Dee followed him closely.

“Haame, I… I’m really sorry, I am!” She pleaded, tears welling in her eyes, “I didn’t mean for any of this to happen, I-“

“But you never mean anything for anything to happen, do you, Dee?” Haamos stopped and closed his eyes.

“Nothing bad ever stems from your intent, it’s just the fallout of your screwed up existence that keeps hammering me back down just as I’m starting to make some headway. Now, if you could please listen to me – for once – and remove yourself from my immediate vicinity, I’d appreciate you not being the first thing I see when I look up again, or so help me…”

“Haame, please, I-“

“I mean it, Dee. My blood could boil grank eggs, you’d better go…”

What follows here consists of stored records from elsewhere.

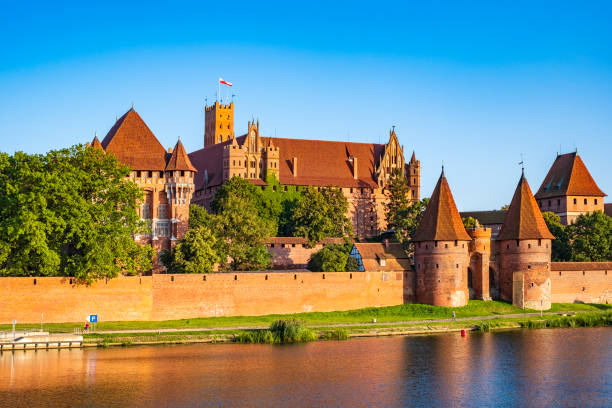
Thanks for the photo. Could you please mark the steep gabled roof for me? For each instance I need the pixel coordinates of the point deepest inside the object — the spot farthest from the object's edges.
(179, 159)
(524, 219)
(568, 176)
(96, 143)
(320, 162)
(133, 143)
(441, 220)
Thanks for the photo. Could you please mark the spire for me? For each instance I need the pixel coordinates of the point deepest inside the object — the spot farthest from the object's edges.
(179, 159)
(96, 142)
(524, 219)
(441, 220)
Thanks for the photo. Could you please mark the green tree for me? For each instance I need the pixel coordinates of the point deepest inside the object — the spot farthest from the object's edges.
(239, 189)
(70, 212)
(592, 237)
(561, 249)
(196, 252)
(242, 234)
(403, 214)
(321, 214)
(199, 217)
(331, 258)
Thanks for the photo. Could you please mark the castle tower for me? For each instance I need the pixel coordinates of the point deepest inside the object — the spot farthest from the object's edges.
(524, 246)
(271, 157)
(179, 174)
(480, 255)
(413, 175)
(218, 123)
(441, 251)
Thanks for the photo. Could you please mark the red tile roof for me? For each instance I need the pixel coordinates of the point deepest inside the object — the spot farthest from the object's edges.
(524, 219)
(96, 143)
(320, 163)
(441, 220)
(179, 159)
(568, 176)
(133, 143)
(580, 266)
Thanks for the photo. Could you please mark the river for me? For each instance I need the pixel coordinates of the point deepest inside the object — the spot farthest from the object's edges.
(519, 368)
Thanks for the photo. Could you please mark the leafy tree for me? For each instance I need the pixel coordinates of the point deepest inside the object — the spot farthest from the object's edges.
(196, 253)
(331, 258)
(403, 214)
(242, 234)
(241, 190)
(70, 212)
(199, 217)
(592, 237)
(561, 250)
(321, 214)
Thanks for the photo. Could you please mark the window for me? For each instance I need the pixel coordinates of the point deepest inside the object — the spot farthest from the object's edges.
(161, 211)
(162, 228)
(145, 211)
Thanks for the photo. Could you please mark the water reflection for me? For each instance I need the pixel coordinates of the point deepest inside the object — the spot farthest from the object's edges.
(566, 367)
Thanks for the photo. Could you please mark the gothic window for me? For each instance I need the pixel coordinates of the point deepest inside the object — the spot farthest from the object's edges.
(162, 228)
(161, 211)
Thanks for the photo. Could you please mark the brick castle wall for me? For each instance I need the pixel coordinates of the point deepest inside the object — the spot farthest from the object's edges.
(165, 297)
(588, 282)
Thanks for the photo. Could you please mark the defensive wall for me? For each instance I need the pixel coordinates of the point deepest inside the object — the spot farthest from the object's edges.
(166, 297)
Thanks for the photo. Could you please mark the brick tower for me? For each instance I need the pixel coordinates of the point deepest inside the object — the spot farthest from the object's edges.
(218, 123)
(441, 251)
(413, 176)
(524, 247)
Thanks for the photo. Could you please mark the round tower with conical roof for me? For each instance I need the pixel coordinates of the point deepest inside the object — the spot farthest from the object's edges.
(524, 247)
(441, 252)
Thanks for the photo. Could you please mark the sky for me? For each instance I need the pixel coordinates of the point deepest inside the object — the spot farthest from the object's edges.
(474, 86)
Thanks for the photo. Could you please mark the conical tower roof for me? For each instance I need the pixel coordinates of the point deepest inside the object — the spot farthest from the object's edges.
(179, 159)
(96, 143)
(524, 219)
(133, 143)
(441, 220)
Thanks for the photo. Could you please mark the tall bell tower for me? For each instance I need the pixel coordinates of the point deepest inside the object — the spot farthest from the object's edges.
(218, 123)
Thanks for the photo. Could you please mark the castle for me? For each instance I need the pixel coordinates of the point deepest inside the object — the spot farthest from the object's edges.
(361, 170)
(166, 178)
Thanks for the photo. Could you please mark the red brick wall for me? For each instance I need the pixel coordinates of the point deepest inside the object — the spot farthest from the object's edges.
(164, 297)
(441, 273)
(591, 285)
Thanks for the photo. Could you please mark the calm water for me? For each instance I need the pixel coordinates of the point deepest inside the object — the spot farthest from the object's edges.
(564, 367)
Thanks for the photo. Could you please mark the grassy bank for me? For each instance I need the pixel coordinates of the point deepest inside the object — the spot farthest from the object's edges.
(298, 332)
(391, 314)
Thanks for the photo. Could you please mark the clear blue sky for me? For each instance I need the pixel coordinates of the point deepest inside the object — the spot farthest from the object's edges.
(472, 85)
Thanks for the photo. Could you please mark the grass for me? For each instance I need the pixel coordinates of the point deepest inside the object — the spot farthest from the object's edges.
(280, 331)
(388, 314)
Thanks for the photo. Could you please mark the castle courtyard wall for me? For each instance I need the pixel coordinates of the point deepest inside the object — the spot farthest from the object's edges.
(165, 297)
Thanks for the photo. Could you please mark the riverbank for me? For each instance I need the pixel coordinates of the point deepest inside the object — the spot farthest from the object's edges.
(410, 319)
(566, 315)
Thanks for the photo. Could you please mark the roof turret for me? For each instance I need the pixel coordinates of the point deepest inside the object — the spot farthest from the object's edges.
(524, 219)
(179, 159)
(441, 220)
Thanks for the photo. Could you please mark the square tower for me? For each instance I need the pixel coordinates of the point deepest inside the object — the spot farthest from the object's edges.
(218, 123)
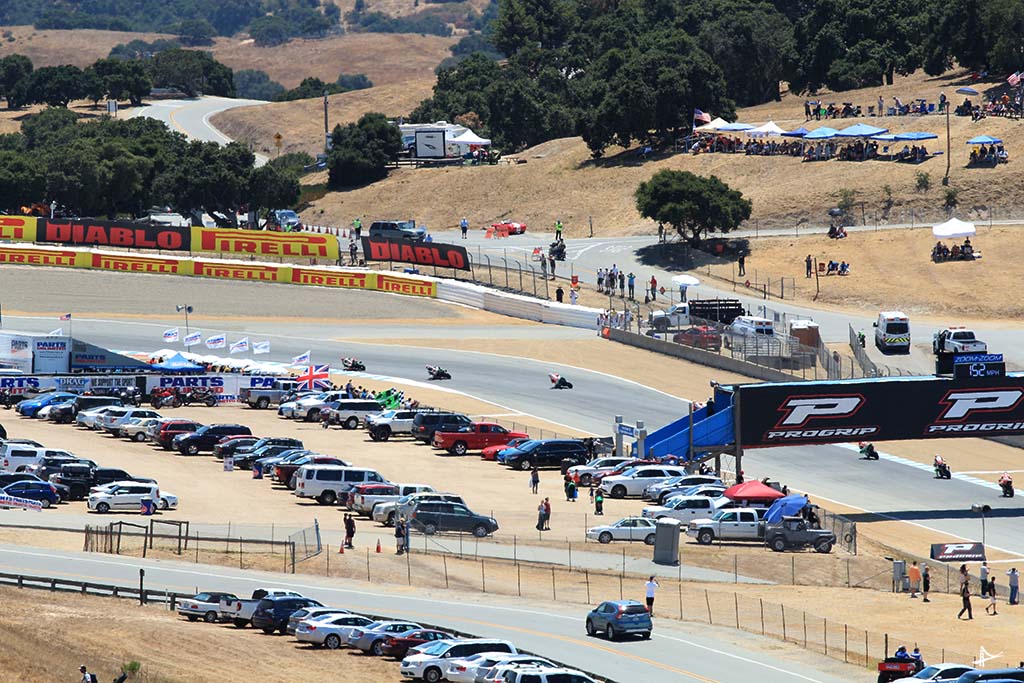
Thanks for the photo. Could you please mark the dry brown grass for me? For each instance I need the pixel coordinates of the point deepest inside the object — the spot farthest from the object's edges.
(301, 123)
(884, 262)
(48, 635)
(559, 180)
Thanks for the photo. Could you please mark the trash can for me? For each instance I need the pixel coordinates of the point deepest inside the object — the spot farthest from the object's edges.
(667, 541)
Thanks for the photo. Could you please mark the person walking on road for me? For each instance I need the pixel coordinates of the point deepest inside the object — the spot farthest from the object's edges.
(914, 574)
(651, 587)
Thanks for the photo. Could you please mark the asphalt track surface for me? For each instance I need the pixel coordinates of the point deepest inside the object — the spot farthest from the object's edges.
(677, 652)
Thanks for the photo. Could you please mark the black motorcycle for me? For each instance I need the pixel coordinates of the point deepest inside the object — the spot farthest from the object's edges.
(352, 365)
(438, 373)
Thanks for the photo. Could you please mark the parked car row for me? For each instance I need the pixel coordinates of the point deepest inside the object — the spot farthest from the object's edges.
(427, 653)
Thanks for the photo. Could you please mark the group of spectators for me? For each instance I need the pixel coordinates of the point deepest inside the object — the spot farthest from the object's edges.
(965, 252)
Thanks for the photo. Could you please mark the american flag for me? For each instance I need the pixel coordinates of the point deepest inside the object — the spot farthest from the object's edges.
(315, 377)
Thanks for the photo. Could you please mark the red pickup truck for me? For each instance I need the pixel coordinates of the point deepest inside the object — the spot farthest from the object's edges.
(474, 436)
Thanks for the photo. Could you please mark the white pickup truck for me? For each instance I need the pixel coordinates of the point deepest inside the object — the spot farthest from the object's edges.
(240, 611)
(957, 340)
(728, 524)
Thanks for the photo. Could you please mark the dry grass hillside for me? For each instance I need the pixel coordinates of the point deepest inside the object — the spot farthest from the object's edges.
(301, 123)
(560, 180)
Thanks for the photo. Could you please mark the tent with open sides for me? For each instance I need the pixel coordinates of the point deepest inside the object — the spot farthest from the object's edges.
(953, 228)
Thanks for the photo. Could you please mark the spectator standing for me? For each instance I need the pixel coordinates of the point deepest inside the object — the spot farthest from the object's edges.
(650, 588)
(914, 574)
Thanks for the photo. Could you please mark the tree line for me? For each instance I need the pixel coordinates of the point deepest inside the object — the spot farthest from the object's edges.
(622, 71)
(110, 167)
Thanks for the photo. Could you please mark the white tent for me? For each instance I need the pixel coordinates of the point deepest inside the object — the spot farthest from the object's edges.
(769, 128)
(469, 138)
(953, 228)
(713, 126)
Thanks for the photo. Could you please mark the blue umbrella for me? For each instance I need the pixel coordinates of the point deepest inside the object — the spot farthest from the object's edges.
(735, 127)
(915, 136)
(821, 133)
(861, 130)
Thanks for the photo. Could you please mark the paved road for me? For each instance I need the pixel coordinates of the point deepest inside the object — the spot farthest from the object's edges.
(192, 117)
(677, 652)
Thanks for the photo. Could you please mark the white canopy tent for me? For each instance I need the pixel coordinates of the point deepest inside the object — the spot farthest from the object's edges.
(769, 128)
(713, 126)
(953, 228)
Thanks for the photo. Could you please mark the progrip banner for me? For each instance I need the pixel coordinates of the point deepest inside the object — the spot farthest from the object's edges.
(880, 410)
(419, 253)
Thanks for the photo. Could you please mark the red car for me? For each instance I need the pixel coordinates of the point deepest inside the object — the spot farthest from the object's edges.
(699, 336)
(512, 227)
(491, 453)
(474, 436)
(397, 646)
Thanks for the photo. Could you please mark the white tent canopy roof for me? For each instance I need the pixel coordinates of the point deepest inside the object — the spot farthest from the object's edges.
(769, 128)
(953, 228)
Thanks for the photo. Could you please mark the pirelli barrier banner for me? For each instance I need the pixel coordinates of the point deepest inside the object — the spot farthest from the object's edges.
(267, 272)
(99, 233)
(403, 251)
(881, 410)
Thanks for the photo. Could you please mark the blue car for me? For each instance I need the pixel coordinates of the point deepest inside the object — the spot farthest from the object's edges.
(620, 617)
(33, 406)
(34, 491)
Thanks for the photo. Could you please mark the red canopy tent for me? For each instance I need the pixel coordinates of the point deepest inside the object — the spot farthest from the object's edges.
(752, 491)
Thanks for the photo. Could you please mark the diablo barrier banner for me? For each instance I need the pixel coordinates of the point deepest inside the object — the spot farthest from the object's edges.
(441, 256)
(89, 232)
(263, 243)
(880, 410)
(18, 228)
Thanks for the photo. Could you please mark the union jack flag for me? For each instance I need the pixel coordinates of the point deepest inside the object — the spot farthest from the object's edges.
(315, 377)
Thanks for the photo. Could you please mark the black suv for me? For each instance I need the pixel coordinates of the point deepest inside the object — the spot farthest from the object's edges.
(546, 454)
(425, 424)
(431, 517)
(272, 611)
(206, 437)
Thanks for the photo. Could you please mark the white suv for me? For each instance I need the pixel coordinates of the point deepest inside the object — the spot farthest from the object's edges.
(128, 496)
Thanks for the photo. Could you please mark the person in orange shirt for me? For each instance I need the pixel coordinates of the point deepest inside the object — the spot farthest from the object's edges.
(914, 573)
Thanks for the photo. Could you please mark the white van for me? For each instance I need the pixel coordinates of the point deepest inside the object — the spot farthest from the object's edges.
(332, 483)
(15, 457)
(892, 331)
(750, 326)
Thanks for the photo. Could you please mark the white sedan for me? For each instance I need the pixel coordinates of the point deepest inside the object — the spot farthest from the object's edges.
(630, 528)
(332, 632)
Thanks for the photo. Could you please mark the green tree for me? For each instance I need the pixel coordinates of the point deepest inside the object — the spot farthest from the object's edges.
(196, 32)
(360, 152)
(192, 72)
(56, 86)
(252, 84)
(269, 31)
(693, 205)
(15, 72)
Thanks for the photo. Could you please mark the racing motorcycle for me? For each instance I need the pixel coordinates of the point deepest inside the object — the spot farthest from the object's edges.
(438, 373)
(352, 365)
(200, 395)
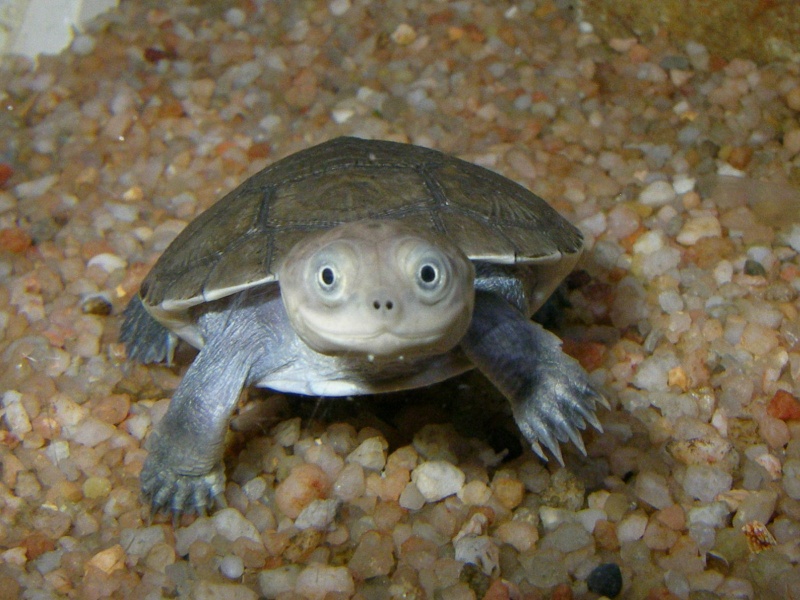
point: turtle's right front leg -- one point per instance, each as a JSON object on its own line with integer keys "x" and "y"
{"x": 184, "y": 471}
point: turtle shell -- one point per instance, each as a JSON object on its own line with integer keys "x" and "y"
{"x": 240, "y": 241}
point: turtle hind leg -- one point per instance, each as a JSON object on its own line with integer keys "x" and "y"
{"x": 550, "y": 393}
{"x": 146, "y": 340}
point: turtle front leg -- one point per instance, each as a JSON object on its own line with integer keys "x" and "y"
{"x": 183, "y": 471}
{"x": 550, "y": 393}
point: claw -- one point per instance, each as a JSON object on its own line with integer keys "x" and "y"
{"x": 537, "y": 448}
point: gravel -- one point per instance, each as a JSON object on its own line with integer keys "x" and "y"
{"x": 682, "y": 169}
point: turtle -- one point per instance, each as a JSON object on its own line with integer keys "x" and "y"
{"x": 355, "y": 267}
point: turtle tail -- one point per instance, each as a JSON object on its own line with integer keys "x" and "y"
{"x": 146, "y": 340}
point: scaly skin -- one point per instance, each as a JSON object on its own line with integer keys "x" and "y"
{"x": 550, "y": 394}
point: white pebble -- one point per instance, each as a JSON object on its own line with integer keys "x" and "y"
{"x": 723, "y": 272}
{"x": 683, "y": 184}
{"x": 57, "y": 451}
{"x": 657, "y": 194}
{"x": 791, "y": 141}
{"x": 370, "y": 454}
{"x": 791, "y": 478}
{"x": 404, "y": 34}
{"x": 649, "y": 242}
{"x": 108, "y": 262}
{"x": 699, "y": 227}
{"x": 276, "y": 581}
{"x": 255, "y": 488}
{"x": 231, "y": 566}
{"x": 138, "y": 542}
{"x": 230, "y": 524}
{"x": 659, "y": 262}
{"x": 91, "y": 432}
{"x": 316, "y": 581}
{"x": 287, "y": 433}
{"x": 16, "y": 416}
{"x": 632, "y": 528}
{"x": 235, "y": 17}
{"x": 653, "y": 489}
{"x": 437, "y": 479}
{"x": 705, "y": 482}
{"x": 670, "y": 301}
{"x": 342, "y": 115}
{"x": 589, "y": 517}
{"x": 339, "y": 7}
{"x": 714, "y": 514}
{"x": 478, "y": 550}
{"x": 83, "y": 45}
{"x": 350, "y": 483}
{"x": 35, "y": 188}
{"x": 411, "y": 498}
{"x": 319, "y": 514}
{"x": 201, "y": 530}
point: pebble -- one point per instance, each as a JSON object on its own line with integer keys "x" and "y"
{"x": 606, "y": 580}
{"x": 370, "y": 454}
{"x": 437, "y": 479}
{"x": 279, "y": 580}
{"x": 631, "y": 528}
{"x": 205, "y": 590}
{"x": 319, "y": 514}
{"x": 316, "y": 581}
{"x": 653, "y": 489}
{"x": 697, "y": 228}
{"x": 231, "y": 566}
{"x": 680, "y": 267}
{"x": 139, "y": 542}
{"x": 791, "y": 142}
{"x": 657, "y": 193}
{"x": 373, "y": 557}
{"x": 304, "y": 484}
{"x": 793, "y": 99}
{"x": 705, "y": 482}
{"x": 231, "y": 524}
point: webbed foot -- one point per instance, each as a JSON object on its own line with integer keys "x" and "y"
{"x": 551, "y": 395}
{"x": 559, "y": 403}
{"x": 168, "y": 490}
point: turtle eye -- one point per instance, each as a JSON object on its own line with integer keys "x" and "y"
{"x": 428, "y": 276}
{"x": 326, "y": 277}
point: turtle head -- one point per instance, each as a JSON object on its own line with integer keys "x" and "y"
{"x": 378, "y": 289}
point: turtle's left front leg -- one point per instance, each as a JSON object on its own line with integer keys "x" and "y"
{"x": 550, "y": 393}
{"x": 183, "y": 471}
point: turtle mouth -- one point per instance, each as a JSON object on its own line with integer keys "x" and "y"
{"x": 384, "y": 344}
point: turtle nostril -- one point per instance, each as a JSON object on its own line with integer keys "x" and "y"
{"x": 377, "y": 304}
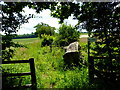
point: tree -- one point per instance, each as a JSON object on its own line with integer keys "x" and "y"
{"x": 102, "y": 19}
{"x": 44, "y": 29}
{"x": 67, "y": 35}
{"x": 12, "y": 18}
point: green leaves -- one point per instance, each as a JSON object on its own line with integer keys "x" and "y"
{"x": 67, "y": 35}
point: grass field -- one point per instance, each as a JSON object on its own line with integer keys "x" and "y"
{"x": 49, "y": 65}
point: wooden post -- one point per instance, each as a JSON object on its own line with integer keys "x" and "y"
{"x": 91, "y": 69}
{"x": 33, "y": 76}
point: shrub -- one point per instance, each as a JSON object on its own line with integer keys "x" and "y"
{"x": 67, "y": 35}
{"x": 47, "y": 40}
{"x": 44, "y": 29}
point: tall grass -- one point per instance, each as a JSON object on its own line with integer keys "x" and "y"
{"x": 49, "y": 66}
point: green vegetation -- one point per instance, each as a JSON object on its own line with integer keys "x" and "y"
{"x": 48, "y": 65}
{"x": 67, "y": 35}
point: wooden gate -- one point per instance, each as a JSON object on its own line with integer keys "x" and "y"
{"x": 32, "y": 72}
{"x": 104, "y": 73}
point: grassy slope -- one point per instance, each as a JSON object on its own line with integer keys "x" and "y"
{"x": 48, "y": 64}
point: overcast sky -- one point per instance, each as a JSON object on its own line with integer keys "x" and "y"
{"x": 45, "y": 18}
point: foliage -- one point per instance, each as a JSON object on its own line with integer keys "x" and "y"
{"x": 12, "y": 19}
{"x": 48, "y": 66}
{"x": 67, "y": 35}
{"x": 47, "y": 40}
{"x": 44, "y": 29}
{"x": 101, "y": 20}
{"x": 32, "y": 35}
{"x": 7, "y": 44}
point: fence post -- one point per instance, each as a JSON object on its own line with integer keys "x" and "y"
{"x": 33, "y": 76}
{"x": 91, "y": 69}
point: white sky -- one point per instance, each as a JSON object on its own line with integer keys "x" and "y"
{"x": 46, "y": 18}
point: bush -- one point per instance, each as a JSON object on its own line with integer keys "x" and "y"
{"x": 67, "y": 35}
{"x": 44, "y": 29}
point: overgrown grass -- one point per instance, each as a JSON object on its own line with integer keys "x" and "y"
{"x": 49, "y": 65}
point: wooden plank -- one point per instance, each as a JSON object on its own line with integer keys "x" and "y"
{"x": 17, "y": 74}
{"x": 17, "y": 61}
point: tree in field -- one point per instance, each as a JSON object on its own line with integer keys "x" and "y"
{"x": 12, "y": 19}
{"x": 102, "y": 19}
{"x": 44, "y": 29}
{"x": 67, "y": 35}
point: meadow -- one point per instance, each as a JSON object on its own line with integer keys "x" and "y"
{"x": 49, "y": 65}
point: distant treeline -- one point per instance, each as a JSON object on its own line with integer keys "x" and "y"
{"x": 32, "y": 35}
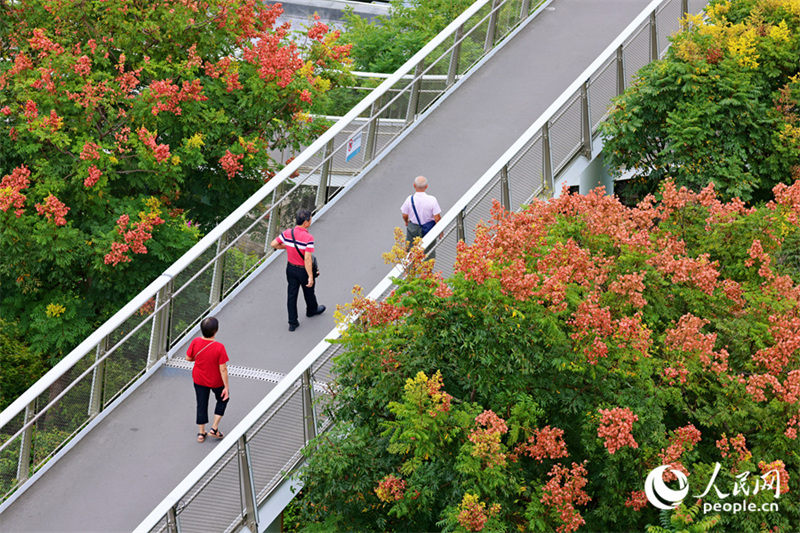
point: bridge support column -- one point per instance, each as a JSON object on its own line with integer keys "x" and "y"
{"x": 325, "y": 175}
{"x": 98, "y": 380}
{"x": 26, "y": 440}
{"x": 547, "y": 160}
{"x": 653, "y": 37}
{"x": 215, "y": 295}
{"x": 491, "y": 30}
{"x": 274, "y": 225}
{"x": 309, "y": 416}
{"x": 374, "y": 129}
{"x": 505, "y": 192}
{"x": 525, "y": 10}
{"x": 173, "y": 525}
{"x": 413, "y": 99}
{"x": 159, "y": 334}
{"x": 586, "y": 123}
{"x": 452, "y": 70}
{"x": 249, "y": 503}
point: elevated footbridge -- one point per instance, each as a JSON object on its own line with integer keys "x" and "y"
{"x": 105, "y": 441}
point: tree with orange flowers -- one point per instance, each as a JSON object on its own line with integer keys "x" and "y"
{"x": 579, "y": 345}
{"x": 126, "y": 128}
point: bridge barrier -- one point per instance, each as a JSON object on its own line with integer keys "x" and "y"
{"x": 525, "y": 172}
{"x": 51, "y": 414}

“Ok. I’ll go,” she crossed her arms on her chest, “But I won’t be far, Haame. And promise me you won’t go far, either. Don’t go anywhere you won’t be able to come back from. I really don’t think I could take it. Not again…” she quickly tried to squeeze his hand but he snapped free of her grasp.

Both of them were running as hot as Haamos ever remembered being. When he opened his eyes, Dee was gone, receded somewhere among the hive of locals and alleys. Haamos took a few deep breaths, then pictured a nice, big cup of hallbrew bubbling in front of him and slowly started putting one foot in front of the other.